И в нашей усадьбе, где мы провели конец лета, эта живая Христова сила встречала меня повсюду. Я глубоко вдыхала ее вместе с картинами природы, лицами людей, книгами, которые тогда читала — Глеба Успенского, а также Мельникова, описавшего прошлое родного мне края. Каждое воскресенье мы с кузиной Елизаветой ходили в нашу деревенскую церковь. В деревне, в атмосфере жизни народа, связанного с землей, богослужение воспринималось иначе, чем в городе. Чаша, возносимая над полями, видными через створчатые окна церкви, и над коленопреклоненным деревенским людом, являлась мне солнечным сердцем самой Земли. Кто-то сказал однажды, что в русской церкви чувствуешь себя, как в пра-ячейке Земли.
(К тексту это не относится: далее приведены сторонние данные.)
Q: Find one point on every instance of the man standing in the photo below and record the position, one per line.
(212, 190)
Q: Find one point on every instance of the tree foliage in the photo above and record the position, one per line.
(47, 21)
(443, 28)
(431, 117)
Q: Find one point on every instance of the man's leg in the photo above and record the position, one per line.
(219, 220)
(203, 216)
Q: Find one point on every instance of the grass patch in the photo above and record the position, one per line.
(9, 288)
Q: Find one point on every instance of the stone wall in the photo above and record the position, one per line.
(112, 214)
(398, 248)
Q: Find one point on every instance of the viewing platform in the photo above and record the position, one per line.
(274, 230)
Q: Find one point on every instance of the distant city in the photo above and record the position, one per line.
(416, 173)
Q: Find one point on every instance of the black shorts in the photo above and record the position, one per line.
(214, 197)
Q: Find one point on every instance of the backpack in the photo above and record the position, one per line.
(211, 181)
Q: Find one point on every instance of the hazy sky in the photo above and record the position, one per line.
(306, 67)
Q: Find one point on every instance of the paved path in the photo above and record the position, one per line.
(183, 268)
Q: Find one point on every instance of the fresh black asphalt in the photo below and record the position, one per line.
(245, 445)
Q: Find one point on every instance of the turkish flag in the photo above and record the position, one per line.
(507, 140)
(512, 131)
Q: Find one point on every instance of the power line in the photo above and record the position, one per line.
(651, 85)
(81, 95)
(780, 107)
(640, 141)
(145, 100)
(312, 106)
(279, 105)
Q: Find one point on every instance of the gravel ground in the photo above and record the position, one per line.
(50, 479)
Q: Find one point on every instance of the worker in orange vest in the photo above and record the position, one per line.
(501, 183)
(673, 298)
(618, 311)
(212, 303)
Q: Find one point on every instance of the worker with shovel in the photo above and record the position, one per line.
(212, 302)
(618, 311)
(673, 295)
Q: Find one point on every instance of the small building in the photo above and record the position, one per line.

В осенней природе — просветленная кротость. Согретая солнцем солома на сжатых полях блестела, как золотая, под неправдоподобно синим небом. Нога скользила по теплому жнивью, и эта блестящая солома сама казалась мне божественного происхождения. Как будто летнее солнце отдало себя в жертву земле и теперь излучалось из земли в пламенном пурпуре листвы. Снова думала я о стихах Тютчева:
Эти бедные селенья,
Эта скудная природа —
Край родной долготерпенья,
Край ты русского народа!
Не поймет и не заметит
Гордый взор иноплеменный,
Что сквозит и тайно светит
В наготе твоей смиренной.
Удрученный ношей крестной,
Всю тебя, земля родная,
В рабском виде Царь Небесный
Исходил, благословляя.
С того времени глубокая дружба связала меня с Елизаветой. Она явилась мне воплощением России. Только теперь я заметила, как она красива. Смирение и величавость в осанке, те же смирение и величавость в крутом изломе бровей. Миндалевидные глаза, нос с небольшой горбинкой и очень маленький рот придавали ей сходство с русскими иконами Богоматери. Сторонясь свободомыслия, господствовавшего тогда в нашем кругу, она с детства шла своим собственным религиозным путем. Ее находили неинтересной, мне самой она раньше казалась чем-то вроде старой девы. Моя мать считала, что Елизавета так неумна, что никогда не станет взрослой, и она всегда старалась ее опекать, поэтому, пока она жила у нас, своеобразие ее натуры не могло раскрыться. Только мой отец всегда говорил: "У Елизаветы мудрое сердце". Какая душевная зрелость отличала эту женщину, что это был за характер — открылось по-настоящему много позднее, в жестокие годы революции, когда она была опорой не только своей семьи, но и многих людей, которым она помогала с поистине безграничной самоотверженностью.
Тем же летом, столь богатом впечатлениями, когда мы — три сестры — жили в нашем имении, я писала портрет Нюши; впоследствии он имел большой успех и был приобретен музеем. В бабушкином платье из шелка-сырца, мерцающего розовыми полосами — мы нашли его в старом сундуке, — Нюша сидит на перилах балкона, на плечах — серая кружевная шаль, в руке — букетик васильков; на заднем плане — золотые березы, через них просвечивает светло-голубое небо. Впечатление, которое эта картина производила и, как я слышала, до сих пор производит, объясняется, может быть, тем, что эти краски в то время во мне самой действительно жили.